6. Pour les mêmes motifs que ceux qui ont été exposés au point 4 du présent jugement, eu égard aux circonstances de l’espèce, la décision attaquée ne méconnaît pas les stipulations précitées.
7. Il résulte de tout ce qui précède que les moyens soulevés par Mme C doivent être écartés.
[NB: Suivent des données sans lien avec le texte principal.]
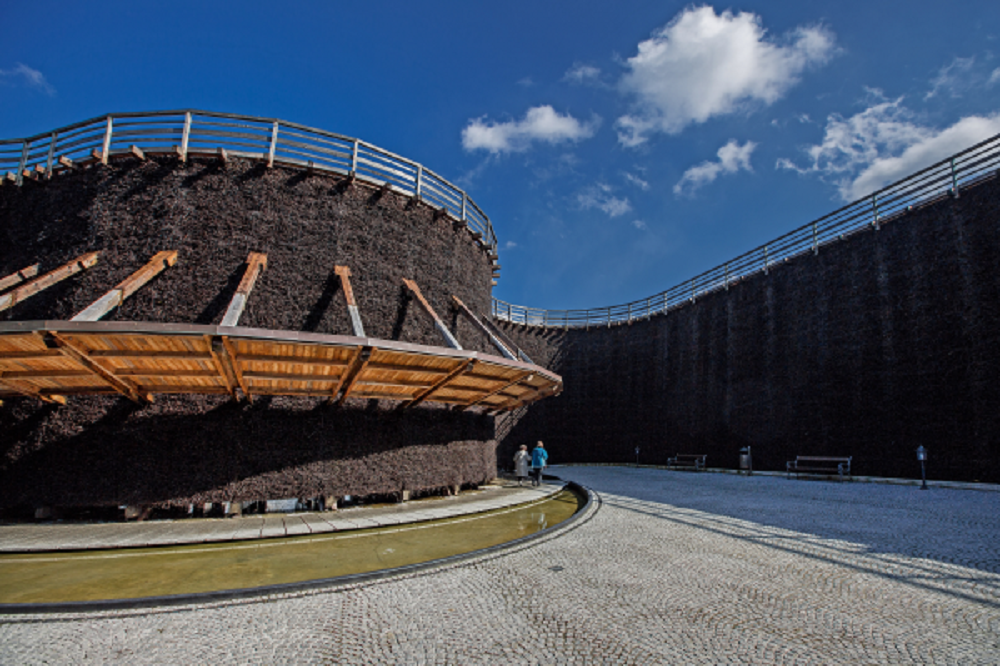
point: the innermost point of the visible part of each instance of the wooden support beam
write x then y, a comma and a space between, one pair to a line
524, 376
80, 354
73, 267
234, 366
352, 307
218, 355
438, 324
28, 390
17, 278
459, 370
256, 263
462, 308
127, 287
347, 380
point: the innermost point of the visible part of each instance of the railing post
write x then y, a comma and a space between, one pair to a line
106, 148
274, 145
22, 164
50, 164
185, 136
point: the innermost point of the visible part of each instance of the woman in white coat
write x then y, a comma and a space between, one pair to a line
521, 460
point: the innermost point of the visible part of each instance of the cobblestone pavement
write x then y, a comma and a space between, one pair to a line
674, 568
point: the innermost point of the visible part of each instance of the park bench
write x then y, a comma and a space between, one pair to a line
688, 461
819, 465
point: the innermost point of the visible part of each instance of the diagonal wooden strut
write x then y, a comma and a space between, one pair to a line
126, 288
256, 263
17, 278
438, 324
482, 328
352, 308
14, 297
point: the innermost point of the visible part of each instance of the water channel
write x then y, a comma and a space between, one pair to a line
192, 569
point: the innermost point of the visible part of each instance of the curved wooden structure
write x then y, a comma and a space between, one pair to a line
49, 360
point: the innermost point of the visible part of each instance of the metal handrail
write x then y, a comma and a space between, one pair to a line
191, 131
944, 179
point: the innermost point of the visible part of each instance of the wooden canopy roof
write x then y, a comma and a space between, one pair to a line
49, 360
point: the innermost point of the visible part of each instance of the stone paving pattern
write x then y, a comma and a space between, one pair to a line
55, 536
675, 567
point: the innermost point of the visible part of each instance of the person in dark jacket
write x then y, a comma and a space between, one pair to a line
539, 459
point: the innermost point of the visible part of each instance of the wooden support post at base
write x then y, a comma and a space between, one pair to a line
256, 263
438, 324
73, 267
127, 287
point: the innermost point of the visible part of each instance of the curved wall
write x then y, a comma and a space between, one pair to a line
882, 342
104, 450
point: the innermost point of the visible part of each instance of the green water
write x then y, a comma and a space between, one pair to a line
146, 572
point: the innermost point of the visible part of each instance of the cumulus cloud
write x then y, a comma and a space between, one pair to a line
885, 143
732, 158
704, 64
601, 197
953, 79
541, 123
32, 77
581, 74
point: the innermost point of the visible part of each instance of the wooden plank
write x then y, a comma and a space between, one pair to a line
347, 380
152, 354
438, 324
352, 307
17, 278
524, 376
73, 267
234, 366
460, 369
462, 308
127, 287
79, 354
294, 360
256, 263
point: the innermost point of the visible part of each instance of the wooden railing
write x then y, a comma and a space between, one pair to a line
187, 132
942, 180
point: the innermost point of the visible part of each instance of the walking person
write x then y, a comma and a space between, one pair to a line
521, 461
539, 459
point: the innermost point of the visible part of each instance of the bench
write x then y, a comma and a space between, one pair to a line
688, 461
819, 465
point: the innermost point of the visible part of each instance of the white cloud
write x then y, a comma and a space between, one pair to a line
953, 79
600, 196
637, 181
32, 77
732, 158
883, 144
541, 123
580, 73
702, 64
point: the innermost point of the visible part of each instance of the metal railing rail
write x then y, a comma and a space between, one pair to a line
923, 188
190, 131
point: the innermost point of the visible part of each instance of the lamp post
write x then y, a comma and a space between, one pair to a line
922, 457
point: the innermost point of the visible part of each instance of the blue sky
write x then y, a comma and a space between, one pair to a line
619, 148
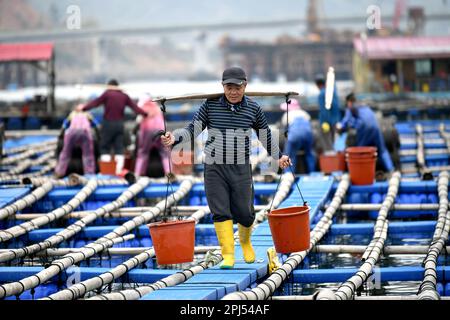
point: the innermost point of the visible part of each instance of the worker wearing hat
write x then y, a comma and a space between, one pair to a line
300, 136
327, 117
228, 174
368, 132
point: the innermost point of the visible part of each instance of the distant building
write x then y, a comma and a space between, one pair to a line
402, 64
289, 59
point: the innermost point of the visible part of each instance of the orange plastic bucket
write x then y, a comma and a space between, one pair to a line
361, 152
107, 167
361, 164
173, 241
330, 162
290, 229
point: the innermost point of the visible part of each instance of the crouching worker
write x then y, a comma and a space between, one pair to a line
77, 133
228, 174
300, 135
368, 133
148, 128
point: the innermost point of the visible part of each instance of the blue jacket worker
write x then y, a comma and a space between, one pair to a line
300, 134
328, 118
368, 132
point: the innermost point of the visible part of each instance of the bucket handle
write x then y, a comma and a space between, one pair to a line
170, 174
305, 203
286, 133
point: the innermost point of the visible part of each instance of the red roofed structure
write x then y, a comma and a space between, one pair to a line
402, 63
39, 55
26, 52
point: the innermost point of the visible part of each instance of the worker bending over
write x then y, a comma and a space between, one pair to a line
77, 133
114, 101
327, 117
300, 134
228, 173
368, 132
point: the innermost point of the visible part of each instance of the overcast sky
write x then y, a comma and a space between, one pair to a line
138, 13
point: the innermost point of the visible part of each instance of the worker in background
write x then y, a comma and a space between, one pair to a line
230, 120
368, 132
327, 118
148, 129
77, 133
114, 101
300, 134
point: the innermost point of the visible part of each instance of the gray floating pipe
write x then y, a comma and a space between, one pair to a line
82, 288
398, 207
27, 163
323, 295
78, 226
58, 213
370, 257
181, 211
58, 252
27, 154
18, 177
353, 249
427, 290
445, 136
95, 247
265, 289
26, 201
421, 164
170, 281
30, 146
413, 152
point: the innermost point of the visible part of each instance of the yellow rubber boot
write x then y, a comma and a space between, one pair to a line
225, 235
244, 239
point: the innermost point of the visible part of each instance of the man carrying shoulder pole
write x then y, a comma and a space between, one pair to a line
228, 175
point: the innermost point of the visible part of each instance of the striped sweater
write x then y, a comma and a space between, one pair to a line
229, 130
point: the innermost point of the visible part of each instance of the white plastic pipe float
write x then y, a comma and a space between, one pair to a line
355, 249
30, 146
445, 136
170, 281
268, 287
413, 152
398, 207
78, 226
58, 213
329, 88
358, 298
27, 154
99, 245
347, 290
181, 211
287, 179
427, 289
50, 166
27, 163
26, 201
58, 252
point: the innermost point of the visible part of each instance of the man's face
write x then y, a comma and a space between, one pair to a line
234, 93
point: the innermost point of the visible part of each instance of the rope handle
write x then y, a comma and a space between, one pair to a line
305, 203
166, 214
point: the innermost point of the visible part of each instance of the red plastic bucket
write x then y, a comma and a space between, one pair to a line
173, 241
290, 229
330, 162
361, 152
361, 164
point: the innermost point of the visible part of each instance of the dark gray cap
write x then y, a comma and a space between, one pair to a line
234, 75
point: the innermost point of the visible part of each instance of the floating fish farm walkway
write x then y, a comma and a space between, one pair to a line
86, 237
Par suite, ses conclusions à fin d’annulation doivent être rejetées.
Sur les conclusions à fin d’injonction :
8. Par voie de conséquence du rejet des conclusions à fin d’annulation, les conclusions à fin d’injonction doivent être rejetées.
Sur les dépens :
9. Aux termes de l’article R. 761-1 du code de justice administrative : « Les dépens comprennent les frais d’expertise, d’enquête et de toute autre mesure d’instruction dont les frais ne sont pas à la charge de l’État. / Sous réserve de dispositions particulières, ils sont mis à la charge de toute partie perdante sauf si les circonstances particulières de l’affaire justifient qu’ils soient mis à la charge d’une autre partie ou partagés entre les parties. / L’État peut être condamné aux dépens ».
10. Il ne résulte pas de l’instruction que la requérante aurait exposé des dépens au sens des dispositions précitées. Ses conclusions tendant à la condamnation de l’État aux dépens ne peuvent ainsi qu’être rejetées.
Sur les frais liés au litige :
11. Dans les circonstances de l’espèce, il n’y a pas lieu de mettre à la charge de la requérante la somme que réclame le préfet de l’Yonne au titre de l’article L. 761-1 du code de justice administrative.
D E C I D E :
Article 1er : La requête de Mme C est rejetée.
Article 2 : Les conclusions présentées par le préfet de l’Yonne sur le fondement de l’article L. 761-1 du code de justice administrative sont rejetées.
Article 3 : Le présent jugement sera notifié à Mme B A née C et au préfet de l’Yonne.
Copie en sera adressée au ministre de l’intérieur.
Délibéré après l’audience du 16 avril 2025, à laquelle siégeaient :
M. Olivier Rousset, président,
Mme Marie-Eve Laurent, première conseillère,
Mme Céline Frey, première conseillère.
Rendu public par mise à disposition au greffe le 12 mai 2025.
La rapporteure,
C. FreyLe président,
O. Rousset
La greffière,
C. Chapiron
La République mande et ordonne au préfet de l’Yonne, en ce qui le concerne ou à tous commissaires de justice à ce requis en ce qui concerne les voies de droit commun, contre les parties privées, de pourvoir à l’exécution de la présente décision.